И она засмеялась смехом превосходства.
— Мои Шейлоки сделали, мне кажется, порядочное дело! Они содрали с вашего царя процент, который равен трети его кожи!
— Но ведь, чтобы уплатить такой процент, царь должен будет содрать с народа всю кожу!
— Конечно… то есть вероятно! Но как же иначе? — спросила она, пожав плечами. — Правительства делают политику, народы платят за это своим трудом и кровью — так было всегда! К тому же я — республика и не могу мешать моим банкирам делать то, что им нравится. Только одни социалисты не в состоянии понять, что это нормально. И всё так просто… Зачем портить себе кровь, восставая против здравого смысла? Мои Шейлоки дали много и должны дать ещё, чтобы получить обратно хоть что-нибудь… В сущности, они в опасном положении… если победит… не царь…
Она побоялась сказать то слово, которое сделало её славу…
— Они могут остаться нищими… И даже если он победит… Я думаю, они не скоро получат свои проценты. А ведь они — мои дети, — не правда ли? Богатые люди — самые твёрдые камни в здании государства… Они его фундамент. Поэты — это орнамент, маленькие украшения фасада… и можно обойтись без них… Они ведь не увеличивают прочность постройки… Народ только почва, на которой стоит дом, революционеры — просто сумасшедшие… и — продолжая сравнения — можно сказать, что армия — свора собак, охраняющих имущество, покой жильцов дома…
— А в нём живут Шейлоки? — спросил я.
— Они и все другие люди, которые считают помещение удобным для себя. Но бросим это! Когда политика невыгодна — она скучна!
Я встал и молча поклонился.
— Уходите? — безразлично спросила она.
— Мне нечего здесь делать! — сказал я и ушёл от этой сводни царя с банкирами.
Я не увидел той, которую желал увидеть, я видел только трусливую, циничную кокотку, которая за деньги, неискренно и хладнокровно, отдаётся ворам и палачам.
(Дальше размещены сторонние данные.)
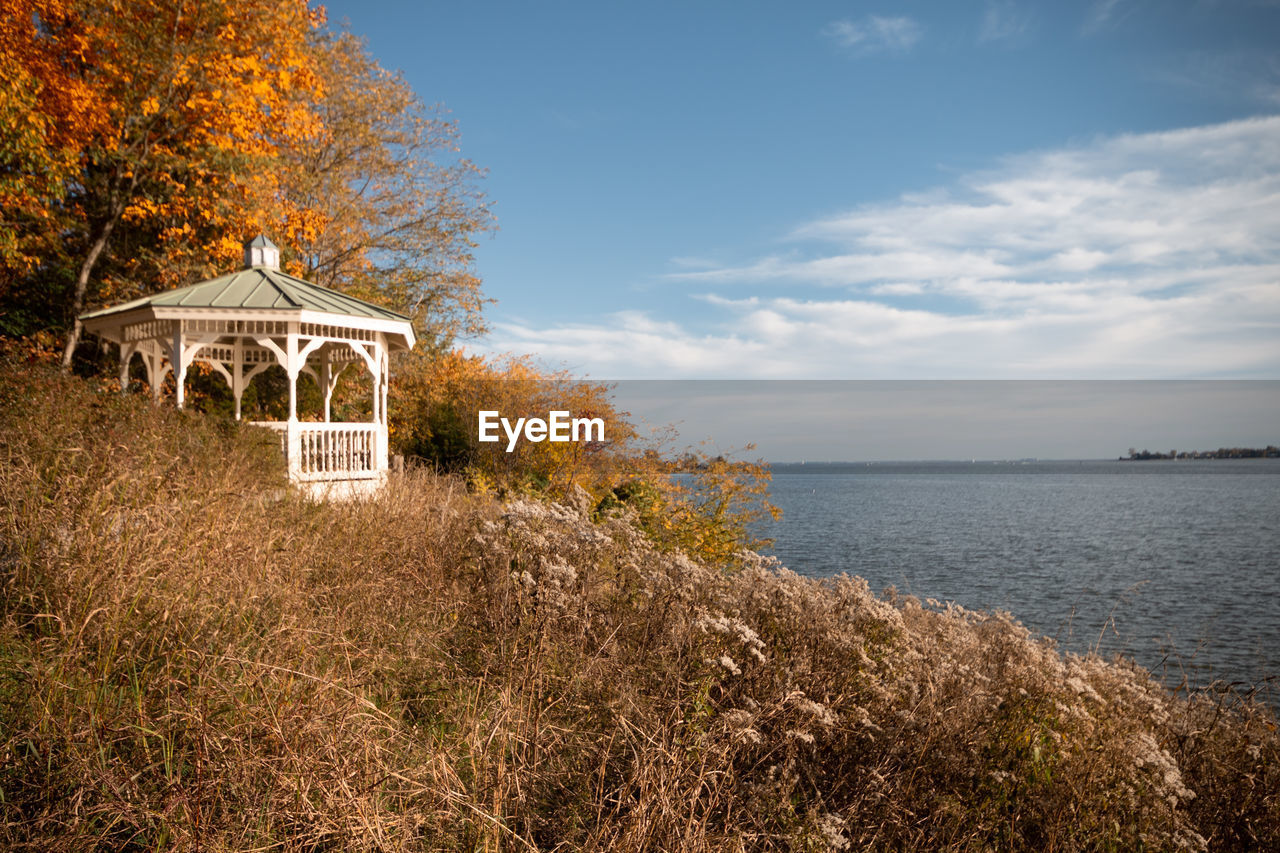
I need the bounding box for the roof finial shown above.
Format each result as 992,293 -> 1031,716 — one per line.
244,234 -> 280,269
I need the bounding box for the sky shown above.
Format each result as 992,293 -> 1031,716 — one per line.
326,0 -> 1280,379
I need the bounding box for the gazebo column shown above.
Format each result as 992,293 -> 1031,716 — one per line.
169,320 -> 187,409
120,343 -> 138,394
134,341 -> 169,406
232,338 -> 244,420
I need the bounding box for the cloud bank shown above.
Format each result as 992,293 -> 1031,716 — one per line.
486,117 -> 1280,379
823,15 -> 922,53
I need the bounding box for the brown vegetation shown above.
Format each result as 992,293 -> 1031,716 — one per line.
0,364 -> 1280,850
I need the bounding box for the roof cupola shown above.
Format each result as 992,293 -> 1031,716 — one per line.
244,234 -> 280,269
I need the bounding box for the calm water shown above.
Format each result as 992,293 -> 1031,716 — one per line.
767,460 -> 1280,684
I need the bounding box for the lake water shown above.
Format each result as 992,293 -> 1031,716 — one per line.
765,460 -> 1280,693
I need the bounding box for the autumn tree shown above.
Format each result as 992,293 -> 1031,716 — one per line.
3,0 -> 323,365
0,0 -> 106,318
282,31 -> 492,352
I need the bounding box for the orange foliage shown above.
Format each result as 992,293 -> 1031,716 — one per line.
0,0 -> 106,270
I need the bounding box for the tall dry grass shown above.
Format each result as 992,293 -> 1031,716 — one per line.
0,356 -> 1280,850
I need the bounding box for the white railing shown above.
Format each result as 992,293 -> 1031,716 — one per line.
253,421 -> 388,483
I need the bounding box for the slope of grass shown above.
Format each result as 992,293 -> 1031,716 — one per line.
0,365 -> 1280,850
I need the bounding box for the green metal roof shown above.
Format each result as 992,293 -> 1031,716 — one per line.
79,266 -> 410,323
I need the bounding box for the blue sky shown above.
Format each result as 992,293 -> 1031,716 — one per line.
326,0 -> 1280,379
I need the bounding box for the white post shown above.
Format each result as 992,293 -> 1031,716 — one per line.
120,343 -> 138,394
232,337 -> 244,420
169,320 -> 187,409
320,346 -> 334,424
284,323 -> 301,424
374,333 -> 390,471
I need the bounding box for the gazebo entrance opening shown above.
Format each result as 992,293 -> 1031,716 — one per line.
81,237 -> 413,494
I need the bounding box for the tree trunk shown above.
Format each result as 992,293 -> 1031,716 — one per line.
63,215 -> 119,371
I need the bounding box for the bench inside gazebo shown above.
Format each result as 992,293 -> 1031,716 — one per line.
81,236 -> 415,497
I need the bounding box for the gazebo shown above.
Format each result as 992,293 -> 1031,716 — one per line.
81,236 -> 413,497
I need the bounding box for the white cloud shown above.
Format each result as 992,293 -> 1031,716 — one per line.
978,0 -> 1032,42
1084,0 -> 1125,33
823,15 -> 923,53
481,117 -> 1280,379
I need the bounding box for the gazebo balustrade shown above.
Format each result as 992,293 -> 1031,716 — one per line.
81,237 -> 413,493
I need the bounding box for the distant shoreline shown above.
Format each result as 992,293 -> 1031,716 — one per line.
1116,444 -> 1280,462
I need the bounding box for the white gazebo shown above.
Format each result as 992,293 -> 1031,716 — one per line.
81,237 -> 413,497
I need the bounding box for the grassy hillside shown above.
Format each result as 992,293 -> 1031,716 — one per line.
0,365 -> 1280,850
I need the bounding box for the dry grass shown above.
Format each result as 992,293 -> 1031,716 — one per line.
0,369 -> 1280,850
Я шёл по улицам великого Парижа, который в этот день наёмные солдаты — собаки старой и жадной бабы — держали в плену своих штыков и пушек, я видел, как французы, за углами улиц, подобно верным псам правды и свободы, молча считали силы своих врагов, готовые омыть своей кровью постыдную грязь с лица республики… Я чувствовал, что в их сердцах рождается, растёт и крепнет дух старой Франции, великой матери Вольтера и Гюго, дух Франции, посеявшей цветы свободы всюду, куда достигли крики её детей — поэтов и борцов!
Я шёл по улицам Парижа, и сердце мое пело гимн Франции, с которой я беседовал в тёмном склепе.
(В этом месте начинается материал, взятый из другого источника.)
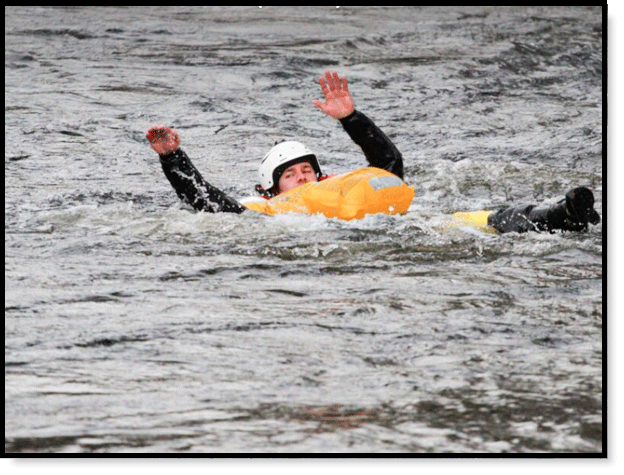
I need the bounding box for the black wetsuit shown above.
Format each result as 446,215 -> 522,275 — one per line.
488,186 -> 600,233
154,111 -> 600,233
160,111 -> 403,213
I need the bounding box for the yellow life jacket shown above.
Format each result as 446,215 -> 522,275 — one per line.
243,167 -> 414,220
450,211 -> 497,233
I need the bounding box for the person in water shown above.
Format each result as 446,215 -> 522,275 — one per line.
146,71 -> 600,233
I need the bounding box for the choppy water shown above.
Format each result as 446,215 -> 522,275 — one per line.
5,6 -> 603,453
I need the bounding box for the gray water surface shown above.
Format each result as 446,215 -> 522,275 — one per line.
5,6 -> 603,454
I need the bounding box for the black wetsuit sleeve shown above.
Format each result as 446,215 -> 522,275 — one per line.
160,149 -> 247,213
340,111 -> 403,179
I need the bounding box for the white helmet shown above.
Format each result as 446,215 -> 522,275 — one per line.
258,140 -> 321,191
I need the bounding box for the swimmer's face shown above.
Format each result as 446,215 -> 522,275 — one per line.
279,162 -> 318,193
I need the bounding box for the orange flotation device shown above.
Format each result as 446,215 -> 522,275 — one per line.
243,167 -> 414,220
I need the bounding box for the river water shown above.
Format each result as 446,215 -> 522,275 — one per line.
5,6 -> 603,454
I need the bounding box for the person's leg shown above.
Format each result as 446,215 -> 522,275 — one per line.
488,187 -> 600,233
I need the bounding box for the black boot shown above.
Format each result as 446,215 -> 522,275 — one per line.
565,186 -> 600,231
488,186 -> 600,233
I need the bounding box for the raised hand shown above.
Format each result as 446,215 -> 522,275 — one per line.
145,125 -> 180,155
312,71 -> 355,120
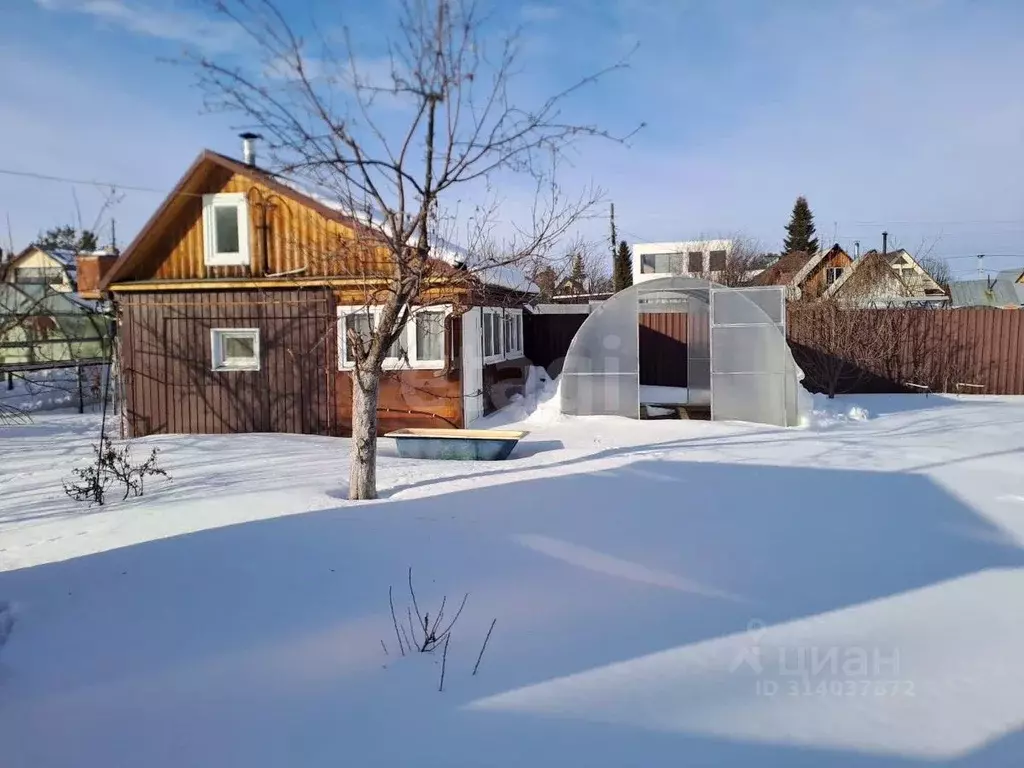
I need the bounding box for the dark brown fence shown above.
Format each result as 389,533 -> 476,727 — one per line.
121,290 -> 337,437
524,305 -> 1024,394
640,312 -> 686,387
522,312 -> 589,376
788,305 -> 1024,394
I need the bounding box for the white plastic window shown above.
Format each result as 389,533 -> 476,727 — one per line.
338,305 -> 452,371
505,309 -> 522,360
210,328 -> 259,371
483,307 -> 505,362
203,193 -> 250,266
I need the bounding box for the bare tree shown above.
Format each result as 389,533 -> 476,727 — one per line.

Кто не любил тебя всем сердцем на утре дней своих?
В годы юности, когда душа человека преклоняет колена пред богинями Красоты и Свободы, — светлым храмом этих богинь сердцу казалась лишь ты, о великая Франция!
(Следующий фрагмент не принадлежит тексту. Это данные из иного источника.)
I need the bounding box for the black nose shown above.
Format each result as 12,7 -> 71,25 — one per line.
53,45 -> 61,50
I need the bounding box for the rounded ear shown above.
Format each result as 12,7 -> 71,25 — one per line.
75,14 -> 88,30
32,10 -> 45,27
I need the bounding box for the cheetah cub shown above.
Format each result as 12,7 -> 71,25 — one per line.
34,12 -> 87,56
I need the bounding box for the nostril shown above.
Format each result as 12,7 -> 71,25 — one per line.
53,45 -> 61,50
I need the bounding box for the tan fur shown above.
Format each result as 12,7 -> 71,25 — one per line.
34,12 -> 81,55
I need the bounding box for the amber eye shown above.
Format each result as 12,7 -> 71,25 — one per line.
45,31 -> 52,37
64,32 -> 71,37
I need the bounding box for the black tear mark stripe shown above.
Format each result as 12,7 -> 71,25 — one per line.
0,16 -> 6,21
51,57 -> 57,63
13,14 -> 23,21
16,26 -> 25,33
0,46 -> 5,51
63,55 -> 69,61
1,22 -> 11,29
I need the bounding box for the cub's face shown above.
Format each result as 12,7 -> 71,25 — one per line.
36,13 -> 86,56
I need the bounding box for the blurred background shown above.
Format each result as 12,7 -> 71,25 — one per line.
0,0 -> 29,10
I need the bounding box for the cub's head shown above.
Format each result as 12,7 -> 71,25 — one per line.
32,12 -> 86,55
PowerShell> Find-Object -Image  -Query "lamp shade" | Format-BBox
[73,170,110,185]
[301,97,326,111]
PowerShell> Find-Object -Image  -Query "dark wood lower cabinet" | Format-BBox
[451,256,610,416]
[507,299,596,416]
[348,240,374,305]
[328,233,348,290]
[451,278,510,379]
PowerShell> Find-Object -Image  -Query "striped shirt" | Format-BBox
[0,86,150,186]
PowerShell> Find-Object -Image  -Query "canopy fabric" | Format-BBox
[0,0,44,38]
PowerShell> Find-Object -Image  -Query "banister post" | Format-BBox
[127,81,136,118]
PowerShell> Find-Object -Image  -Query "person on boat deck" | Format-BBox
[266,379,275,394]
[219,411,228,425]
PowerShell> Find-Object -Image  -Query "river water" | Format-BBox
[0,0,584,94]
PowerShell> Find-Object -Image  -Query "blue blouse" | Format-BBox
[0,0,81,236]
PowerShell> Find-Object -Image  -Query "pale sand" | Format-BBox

Франция! Это милое слово звучало для всех, кто честен и смел, как родное имя страстно любимой невесты. Сколько великих дней в прошлом твоём! Твои битвы — лучшие праздники народов, и страдания твои — великие уроки для них.
Сколько красоты и силы было в твоих поисках справедливости, сколько честной крови пролито тобой в битвах ради торжества свободы! Неужели навсегда иссякла эта кровь?
Франция! Ты была колокольней мира, с высоты которой по всей земле разнеслись однажды три удара колокола справедливости, раздались три крика, разбудившие вековой сои народов — Свобода, Равенство, Братство!